Возрастные ограничения: +12
сообщить о неприемлемом содержимом
Текущая страница: 22 (всего у книги 33 страниц)
Глава 16
Накурившись опиума, Нага пребывал в состоянии полной прострации. Он разжимал пальцы и снова сжимал их в кулаки, резко, судорожно, так, что каждый раз у него от напряжения белели суставы. Когда при этом рука хватала подушку, Жаклин ожидала, что он разорвёт её в клочья. Рука Наги казалась ей медвежьей лапой, а сам он медведем. И лицо его с плотно сомкнутыми веками было такое звериное, что Жаклин становилось страшно.
Она невольно отодвигалась от своего блаженствующего господина и, присев где-нибудь в сторонке, продолжала наблюдать за ним. Жаклин поступала таким образом не первый раз. С каждым разом Нага увеличивал дозу опиума и впадал в транс. И в наркотическом опьянении его что-то мучило. В эти часы, которые тянулись целую вечность, Жаклин страшно боялась его.
Вот Нага расслабился. Расслабилась и наблюдавшая за ним издали Жаклин. Теперь её мысли потекли в свободном направлении, и она ужаснулась. Как могло случиться, что она угодила в лапы этого чудовища?
Нага засопел, и она поняла, что он спит. Жаклин даже показалось, что с ним всё в порядке. Но сонное состояние «господина» могло длиться недолго, а потом… «Ох, только бы жить, жить!» – вздохнула она.
Ей повезло. Нага хоть и называл её рабыней, но держал при себе как наложницу. Она готовила еду, прибиралась в шатре и… И делила с ним постель. А когда он курил опиум, Жаклин металась по шатру в отчаянии, молилась, кляла, плакала, вздыхала: «Выжить! Выжить!» Но какое до всего этого дело Наге? Обкурившись наркотика, он лишь ласково улыбался ей, пока не спал…
Сегодня Нага глупо хихикал и курил опиум; когда она, задыхаясь от лютой ненависти, но с улыбкой на лице покорно целовала его потное лицо, он тоже хихикнул. Но сейчас «господин» спит, и Жаклин позволила себе откинуть полог.
На небе ярко светила луна, распространяя голубой свет на спящий лагерь. И вдруг со стороны степи послышался цокот копыт. К шатру подскакал едва державшийся в седле от усталости сабарман.
– Где Албасты? – спросил он.
– Он спит.
– Ступай и разбуди! – потребовал всадник.
Пожав плечами, Жаклин зажгла свечу, подошла к спящему «господину» и легонько дотронулась до его руки.
– Ты что это будишь меня, сука? – закричал Нага гневно.
– Вас хочет видеть человек у шатра.
– Кого ещё шайтан принёс?
Нага выхватил у неё свечу, вышел на улицу и сверху вниз посмотрел на склонившегося перед ним разбойника.
– Что случилось, Амир?
– Абдулла просил передать, что караван богатый в Оренбург идёт.
– Караван? – И Нага расхохотался. – Это хорошая новость, Амир! Иди отдыхай, а утром обскажешь поподробнее.
Вялым шагом он вернулся в шатёр. У входа его ждала бледная, растерянная Жаклин.
– Отдыхай и ты, мокрица, – мимоходом сказал ей Нага, – сегодня я не нуждаюсь в твоих услугах!
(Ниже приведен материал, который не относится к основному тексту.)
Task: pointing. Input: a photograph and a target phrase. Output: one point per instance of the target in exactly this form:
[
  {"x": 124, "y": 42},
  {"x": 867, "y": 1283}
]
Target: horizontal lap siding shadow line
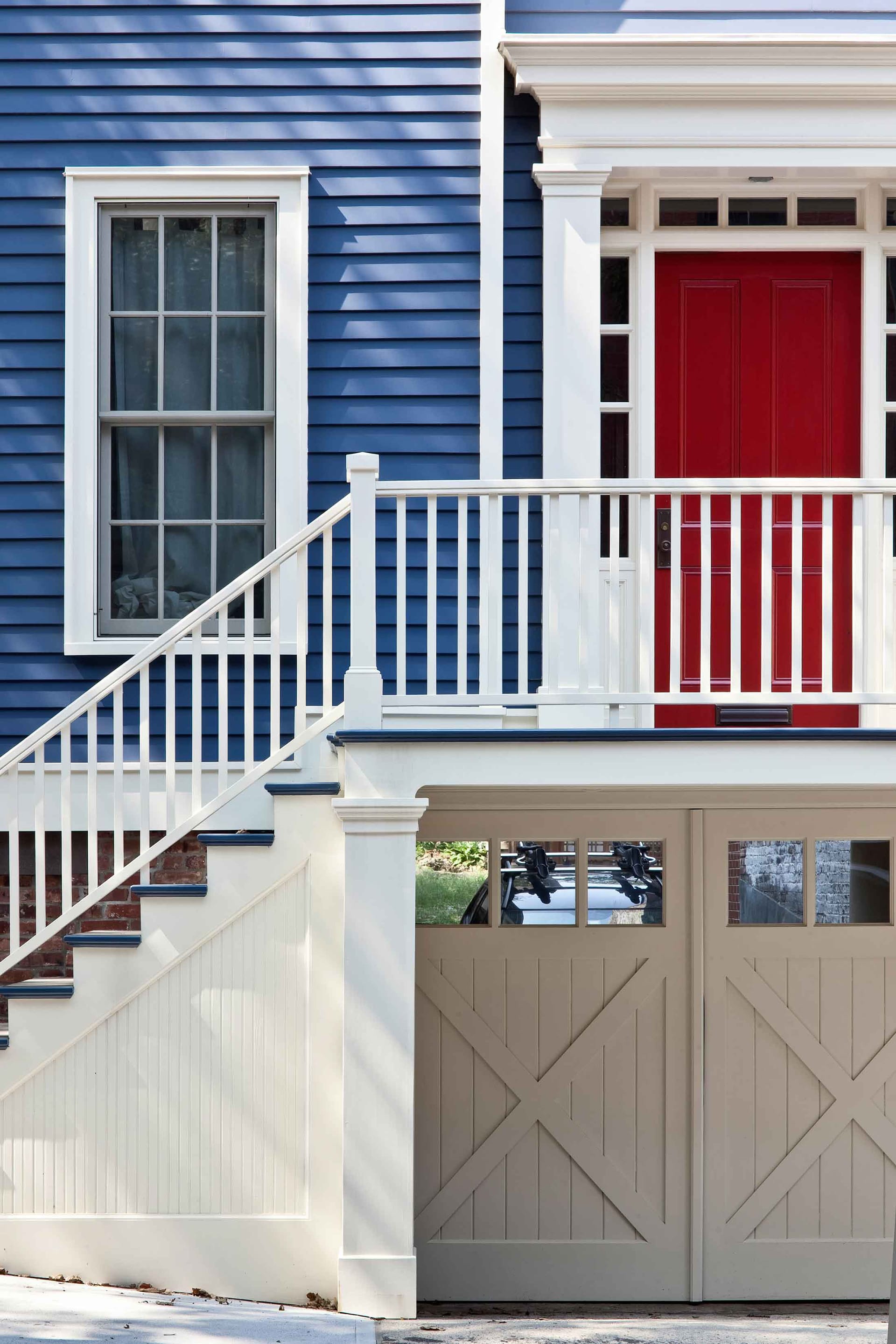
[
  {"x": 700, "y": 17},
  {"x": 350, "y": 737},
  {"x": 383, "y": 105}
]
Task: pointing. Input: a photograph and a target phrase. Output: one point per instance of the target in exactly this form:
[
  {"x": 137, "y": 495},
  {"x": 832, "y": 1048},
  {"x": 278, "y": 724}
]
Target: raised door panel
[
  {"x": 801, "y": 1086},
  {"x": 551, "y": 1120}
]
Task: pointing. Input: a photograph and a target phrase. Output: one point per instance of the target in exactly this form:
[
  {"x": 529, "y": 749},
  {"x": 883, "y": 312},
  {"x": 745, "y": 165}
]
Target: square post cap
[{"x": 362, "y": 463}]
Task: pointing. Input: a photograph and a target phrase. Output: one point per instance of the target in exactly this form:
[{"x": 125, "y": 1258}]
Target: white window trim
[{"x": 86, "y": 191}]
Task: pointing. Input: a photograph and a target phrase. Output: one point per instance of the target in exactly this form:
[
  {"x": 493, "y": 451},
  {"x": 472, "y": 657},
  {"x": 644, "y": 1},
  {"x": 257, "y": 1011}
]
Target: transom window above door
[
  {"x": 770, "y": 210},
  {"x": 186, "y": 406}
]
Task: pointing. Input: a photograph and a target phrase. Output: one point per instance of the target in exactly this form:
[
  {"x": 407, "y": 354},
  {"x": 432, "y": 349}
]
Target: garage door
[
  {"x": 553, "y": 1132},
  {"x": 800, "y": 1054}
]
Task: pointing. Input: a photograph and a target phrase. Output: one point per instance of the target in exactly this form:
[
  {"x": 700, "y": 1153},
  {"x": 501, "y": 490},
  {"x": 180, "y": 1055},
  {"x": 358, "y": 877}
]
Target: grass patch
[{"x": 444, "y": 897}]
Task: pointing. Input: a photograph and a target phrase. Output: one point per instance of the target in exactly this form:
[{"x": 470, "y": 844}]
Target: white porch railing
[
  {"x": 550, "y": 590},
  {"x": 461, "y": 592}
]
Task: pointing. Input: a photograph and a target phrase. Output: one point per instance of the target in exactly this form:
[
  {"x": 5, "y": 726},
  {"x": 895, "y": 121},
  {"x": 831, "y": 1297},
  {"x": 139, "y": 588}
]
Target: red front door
[{"x": 758, "y": 374}]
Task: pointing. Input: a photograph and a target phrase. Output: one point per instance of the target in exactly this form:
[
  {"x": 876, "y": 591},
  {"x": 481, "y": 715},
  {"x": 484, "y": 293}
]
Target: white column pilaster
[
  {"x": 571, "y": 405},
  {"x": 378, "y": 1267}
]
– Но господин, – прошептала Жаклин, – я…
– Оставь, ступай, – и Нага махнул рукой.
Он нехотя улёгся на застеленный шкурами и коврами топчан, положил под голову подушку и посмотрел через не закрытый пологом вход на улицу. В небе светила луна. Нага перевёл взгляд на прилегшую у входа Жаклин. Почувствовав взгляд, она вздрогнула, приподнялась и повернулась к «повелителю». Его передёрнуло, он встряхнул головой, но не сказал ничего, а лишь пренебрежительно хмыкнул.
– Чтоб тебе там голову срубили, подонок, – прошептала едва слышно Жаклин, но он её услышал.
У Наги пробежал мороз по коже.
– Желая мне смерти, ты о себе подумала? – спросил он, не чувствуя внутри себя никакой злобы к своей рабыне. – Если мне срубят голову защитники каравана, то и ты останешься без покровительства.
– Да я лучше умру, чем…
– Ты умрёшь, не спорю. Но только представь, какая участь тебя ожидает? Мои сабарманы разорвут тебя в клочья!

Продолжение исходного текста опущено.